The maintenance of Urals' competitive advantage compared to other oil grades in the Indian market was reported by "Kommersant," citing data from the analytical company Kpler.
After the European Union imposed sanctions on Russia due to the outbreak of hostilities in Ukraine, India became the primary consumer of Russian oil, receiving it on DES (delivery at the destination port) terms. The second-largest importer of Russian oil by sea remains China (including pipeline deliveries). Oil exports to China and India by sea in August amounted to 1.1 million barrels per day and 1.6 million barrels per day, respectively.
The increase in shipments to India and China is partly due to station discounts.
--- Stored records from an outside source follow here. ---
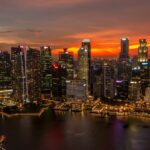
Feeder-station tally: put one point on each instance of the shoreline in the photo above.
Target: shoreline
(38, 114)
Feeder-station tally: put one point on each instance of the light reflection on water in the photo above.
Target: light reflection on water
(72, 131)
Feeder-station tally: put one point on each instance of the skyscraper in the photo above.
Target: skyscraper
(46, 74)
(108, 81)
(66, 58)
(18, 73)
(59, 74)
(144, 64)
(83, 67)
(5, 76)
(5, 71)
(33, 74)
(142, 51)
(124, 70)
(86, 44)
(84, 64)
(124, 49)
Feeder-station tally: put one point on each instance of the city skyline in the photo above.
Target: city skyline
(66, 23)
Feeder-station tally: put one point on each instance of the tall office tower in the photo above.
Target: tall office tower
(144, 64)
(86, 44)
(134, 92)
(5, 76)
(75, 90)
(142, 51)
(147, 94)
(59, 74)
(124, 70)
(83, 67)
(19, 84)
(5, 71)
(108, 81)
(46, 74)
(124, 49)
(66, 58)
(33, 74)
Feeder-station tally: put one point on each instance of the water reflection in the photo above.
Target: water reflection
(71, 131)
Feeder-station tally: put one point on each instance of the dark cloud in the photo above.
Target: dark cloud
(59, 21)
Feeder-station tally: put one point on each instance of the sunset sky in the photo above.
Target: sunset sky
(64, 23)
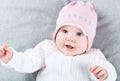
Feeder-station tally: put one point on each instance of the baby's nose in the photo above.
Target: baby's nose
(70, 39)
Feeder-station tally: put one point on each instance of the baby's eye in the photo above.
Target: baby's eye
(79, 33)
(64, 31)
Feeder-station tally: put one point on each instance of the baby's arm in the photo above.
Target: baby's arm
(106, 69)
(6, 53)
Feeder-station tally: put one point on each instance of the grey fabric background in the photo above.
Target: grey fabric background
(24, 23)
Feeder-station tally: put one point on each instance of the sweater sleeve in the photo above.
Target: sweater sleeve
(100, 60)
(31, 60)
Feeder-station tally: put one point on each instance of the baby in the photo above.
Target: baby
(69, 56)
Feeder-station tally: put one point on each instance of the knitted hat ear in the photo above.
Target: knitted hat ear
(80, 15)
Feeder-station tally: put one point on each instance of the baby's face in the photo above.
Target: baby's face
(71, 41)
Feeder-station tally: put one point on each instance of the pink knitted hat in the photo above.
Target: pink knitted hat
(81, 15)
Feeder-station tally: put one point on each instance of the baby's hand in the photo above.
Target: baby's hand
(99, 72)
(5, 53)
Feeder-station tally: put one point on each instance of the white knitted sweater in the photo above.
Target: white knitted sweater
(55, 66)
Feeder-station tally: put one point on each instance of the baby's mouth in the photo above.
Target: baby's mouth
(69, 46)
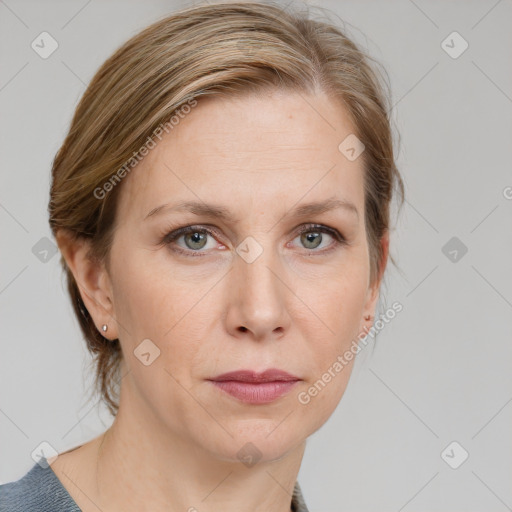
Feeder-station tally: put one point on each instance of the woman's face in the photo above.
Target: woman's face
(252, 293)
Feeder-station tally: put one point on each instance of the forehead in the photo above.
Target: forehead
(265, 152)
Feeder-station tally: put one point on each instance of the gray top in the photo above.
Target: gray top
(40, 490)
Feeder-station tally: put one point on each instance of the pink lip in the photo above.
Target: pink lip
(256, 388)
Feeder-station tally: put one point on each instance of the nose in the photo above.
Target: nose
(258, 295)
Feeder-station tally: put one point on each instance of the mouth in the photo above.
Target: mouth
(250, 387)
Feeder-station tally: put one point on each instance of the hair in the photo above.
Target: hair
(221, 49)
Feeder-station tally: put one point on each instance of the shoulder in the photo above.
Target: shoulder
(39, 490)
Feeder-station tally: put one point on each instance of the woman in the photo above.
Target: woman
(221, 203)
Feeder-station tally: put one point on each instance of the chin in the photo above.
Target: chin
(258, 440)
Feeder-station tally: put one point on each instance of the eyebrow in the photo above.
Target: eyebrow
(220, 212)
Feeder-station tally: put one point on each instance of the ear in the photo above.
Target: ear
(373, 291)
(92, 280)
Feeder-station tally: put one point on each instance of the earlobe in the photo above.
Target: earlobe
(92, 280)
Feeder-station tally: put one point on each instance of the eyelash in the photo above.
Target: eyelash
(171, 237)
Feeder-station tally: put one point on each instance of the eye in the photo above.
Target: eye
(195, 238)
(312, 235)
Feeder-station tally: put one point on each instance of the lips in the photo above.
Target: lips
(255, 388)
(271, 375)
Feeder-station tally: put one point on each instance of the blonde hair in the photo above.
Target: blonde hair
(218, 49)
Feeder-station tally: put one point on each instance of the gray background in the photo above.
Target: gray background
(440, 371)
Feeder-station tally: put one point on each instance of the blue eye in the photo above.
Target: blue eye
(195, 239)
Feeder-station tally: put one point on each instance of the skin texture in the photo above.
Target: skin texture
(297, 307)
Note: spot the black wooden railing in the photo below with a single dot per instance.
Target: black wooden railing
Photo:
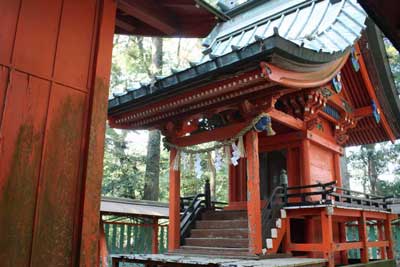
(193, 206)
(329, 193)
(271, 211)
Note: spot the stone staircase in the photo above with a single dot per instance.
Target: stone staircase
(222, 233)
(275, 234)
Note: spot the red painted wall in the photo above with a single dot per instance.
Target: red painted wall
(55, 61)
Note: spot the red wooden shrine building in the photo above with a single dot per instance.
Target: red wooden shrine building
(297, 81)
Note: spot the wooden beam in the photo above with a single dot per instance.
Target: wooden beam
(371, 92)
(362, 229)
(306, 247)
(151, 13)
(315, 138)
(124, 25)
(347, 245)
(218, 134)
(363, 112)
(253, 193)
(174, 204)
(286, 119)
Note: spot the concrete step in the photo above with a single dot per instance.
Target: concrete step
(222, 233)
(218, 242)
(221, 224)
(224, 215)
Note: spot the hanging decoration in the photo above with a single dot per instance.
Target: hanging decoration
(337, 83)
(218, 160)
(177, 161)
(234, 147)
(265, 124)
(227, 153)
(235, 155)
(354, 59)
(376, 112)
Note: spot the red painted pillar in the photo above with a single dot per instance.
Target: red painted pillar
(381, 237)
(336, 164)
(362, 233)
(253, 195)
(174, 204)
(388, 236)
(327, 237)
(55, 61)
(154, 248)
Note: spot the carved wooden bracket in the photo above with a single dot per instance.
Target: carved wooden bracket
(341, 136)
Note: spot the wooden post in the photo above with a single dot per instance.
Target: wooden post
(154, 243)
(103, 251)
(327, 237)
(174, 204)
(288, 238)
(388, 236)
(343, 254)
(362, 228)
(305, 156)
(381, 237)
(253, 193)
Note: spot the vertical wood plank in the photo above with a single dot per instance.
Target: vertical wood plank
(381, 237)
(362, 228)
(9, 14)
(60, 179)
(99, 80)
(38, 26)
(327, 237)
(253, 193)
(21, 135)
(388, 236)
(174, 204)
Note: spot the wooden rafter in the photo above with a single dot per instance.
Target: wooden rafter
(372, 94)
(149, 12)
(313, 79)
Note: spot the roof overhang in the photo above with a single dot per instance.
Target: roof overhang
(386, 14)
(165, 18)
(275, 49)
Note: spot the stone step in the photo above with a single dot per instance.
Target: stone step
(224, 215)
(218, 242)
(221, 224)
(223, 233)
(220, 252)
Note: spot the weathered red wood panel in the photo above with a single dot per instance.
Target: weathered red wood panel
(8, 21)
(75, 43)
(52, 120)
(25, 121)
(36, 38)
(59, 180)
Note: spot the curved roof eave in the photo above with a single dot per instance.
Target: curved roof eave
(244, 59)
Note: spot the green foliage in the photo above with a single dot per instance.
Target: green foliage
(122, 168)
(394, 61)
(372, 161)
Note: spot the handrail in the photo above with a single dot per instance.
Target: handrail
(269, 211)
(190, 213)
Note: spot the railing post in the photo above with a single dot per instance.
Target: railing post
(207, 194)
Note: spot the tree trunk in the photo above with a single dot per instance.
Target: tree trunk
(213, 178)
(151, 184)
(152, 174)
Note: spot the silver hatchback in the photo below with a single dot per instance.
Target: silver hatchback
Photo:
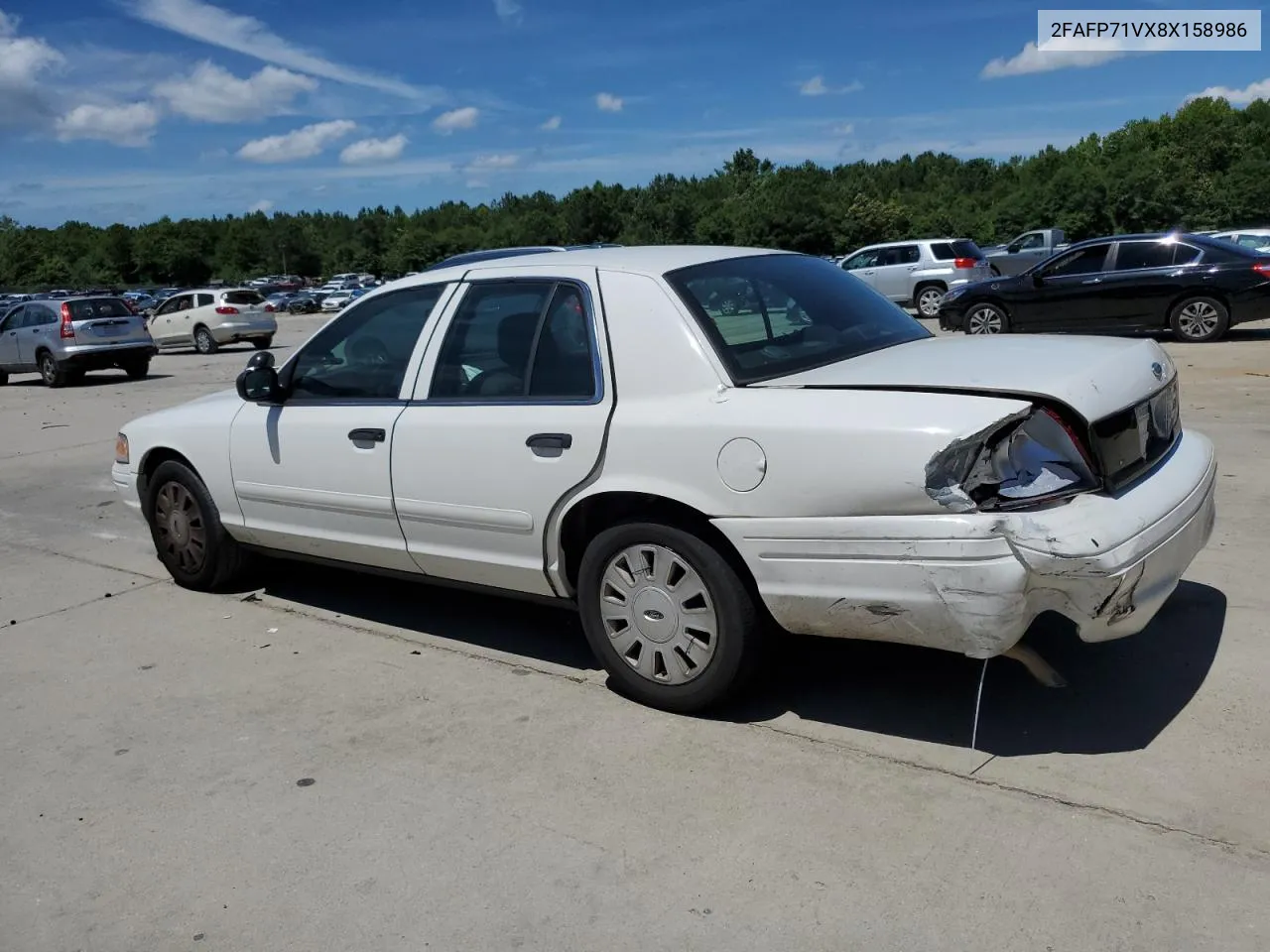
(919, 273)
(62, 340)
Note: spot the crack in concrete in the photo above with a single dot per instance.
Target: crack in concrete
(149, 583)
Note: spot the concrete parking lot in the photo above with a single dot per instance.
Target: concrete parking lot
(333, 762)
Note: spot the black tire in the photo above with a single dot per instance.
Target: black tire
(221, 558)
(984, 317)
(739, 625)
(1199, 320)
(203, 340)
(929, 291)
(51, 371)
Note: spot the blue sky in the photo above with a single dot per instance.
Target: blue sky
(131, 109)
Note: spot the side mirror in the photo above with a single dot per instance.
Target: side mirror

However, in recent months, this discount has been decreasing against the backdrop of reduced oil exports agreed upon by Russia and Saudi Arabia. At the beginning of the year, Urals' discount to Brent on CIF terms was approximately $40 per barrel, whereas currently, it is around $5.
The reduction in discounts has led Indian officials to make statements about their readiness to reduce dependence on Russian oil by replacing it with cheaper alternatives from the Middle East. However, Urals still remains the most economical option. The cheapest Saudi grade, Arab Heavy, costs about $7.5 more per barrel than Urals, Iraq's Basrah Medium is $7 more expensive, and the closest in properties, Arab Light, is $10 more expensive.